Ничего не предвещало
Таиланд 2013 год
– Добрый день. Господин Голицын? Я нотариус Орсини по делу о наследстве вашего дяди и вы…
– …л-я-я! Сволочи! И сюда уже добрались с этим долбаным наследством!
Я отшвырнул мобильный и застонал. От собственного вопля в голове взорвалась ядрёная бомба. Ну что такое, а? Спал, никого не трогал, так нет же!
Я перекатился на другой бок и обнаружил, что не один в постели. Старательно проморгался. Вытянул руку и неуверенно потыкал пальцем в холмик под простыней. Холмик недовольно забурчал, пошел тектоническими сдвигами, простыня сползла. Я увидел смуглое лицо в обрамлении тугих кудряшек и понял, что ничего не понял.
– Алле, гараж! Ты кто?
Нет ответа. Ну и черт с ней, пусть дрыхнет. Как же ее… Бунси-Фунси, как то так. Кажется, в баре вчера подцепил. Жениться вам надо, барин, и пить поменьше. А еще надо поднять задницу и сходить проверить “Корсара”, может какой-никакой клиент набежал, дайвинга жаждет, ждёт-пождёт. Хоть пару пиастров заработать. Пусть и не сезон нынче в тайских пенатах, но вдруг?

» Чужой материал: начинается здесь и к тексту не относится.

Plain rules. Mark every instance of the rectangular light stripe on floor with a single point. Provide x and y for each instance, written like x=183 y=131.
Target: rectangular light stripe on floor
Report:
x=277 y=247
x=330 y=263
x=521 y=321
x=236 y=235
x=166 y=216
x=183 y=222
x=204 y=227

Я медленно сполз с кровати, дошлепал до ванной, старательно не глядя в зеркало. И так известно, что я там увижу: отёкшую рожу в декоре недельной щетины, старый шрам, рассекающий левую бровь. Кто ? Где я? Зачем я? Как в том анекдоте – и почему, я, сука, ёж? На самом деле, это самый главный вопрос последних пяти лет – кто я и зачем? Камо грядеши, Санчес? Для чего небо коптишь? Нет, слишком безнадежные вопросы для и без того сложного утра…
Слегка придя в равновесие с собой и миром после ледяного обливания, я выбрался с кофе из своего домика, “картон массив”, как называла его прежняя подруга дней моих, француженка Маню. Зато этот “картон массив” прямо на пляже, с видом на мой синий катер и пустоту рядом с ним. Что-то стало холодать, клиента нынче не видать…
Славная Маню. Так и не дождалась, пока я заработаю на нормальные “апартаменты” и укатила с более перспективным туристом-бритишем.
Я поперхнулся кофе. А тот тип в мобильном ведь по-французски говорил! А я, тормоз, спросонья и не… Хотя странно, наследство эфиопского дядюшки обычно втюхивается на английском. И притом – никогда по телефону, а вот в почте этот неубиваемый спам уже сколько лет процветает.
– Эу, Санчес!
Черт! Прятаться за пальму поздно… Абориген Кай, хозяин пляжного бара, приближался неумолимо, как цунами. Последний месяц он поил меня в кредит по старой памяти.
– Слышь, Кай, пиастров нету! Сам видишь, ноль желающих понырять.
Кай почесал одной босой ногой другую:
– Эу, Корсар, ты все клиенты пугать. Зачем вчера морду бить в баре? Русскому бить зачем, когда свой?
Я искоса глянул на сбитые костяшки своей правой. Вон оно что, а я-то с утра голову ломал.
– Он был невежлив с дамой. И это, Кай… катись со своими проповедями, а?
– Я катись, когда ты долг давай! – оживился абориген. – А то выпивка больше нет!
Я мысленно перебрал свое хилое имущество в поисках чего-нибудь ненужного. Про катер и речи быть не может. Моя прелесть. А что тогда? Костюм, ласты, баллоны? Это нужное, не сейчас, так хоть в перспективе. А вот камера… Вполне обойдусь.
– Кай, ты еще хочешь мой “Canon”?
– Хочешь, да! – Кай обрадованно почесал пузо и протянул руку: – Давать!
Я сходил за камерой, попутно обнаружив, что девица уже куда-то испарилась из моей постели. Ну и скатертью дорога… Кай в обнимку с вожделенной “зеркалкой” уковылял к себе, радушно пригласив забегать вечерком.
Скрестив ноги, я опустился на песок, проводил взглядом стройную девчонку в нано-шортах, бегущую вдоль шелестящего прибоя. Солнце жарило от души, кучевые облака сбивались в причудливые фигуры. Одно облако слева отбилось от стаи, растянулось, завилось кольцом и вдруг молниеносно превратилось в отчетливый кошачий силуэт с острыми ушами и задранным к небу хвостом. Я поморгал и потряс головой. Кошачий силуэт превратился в указующий за горизонт огромный перст.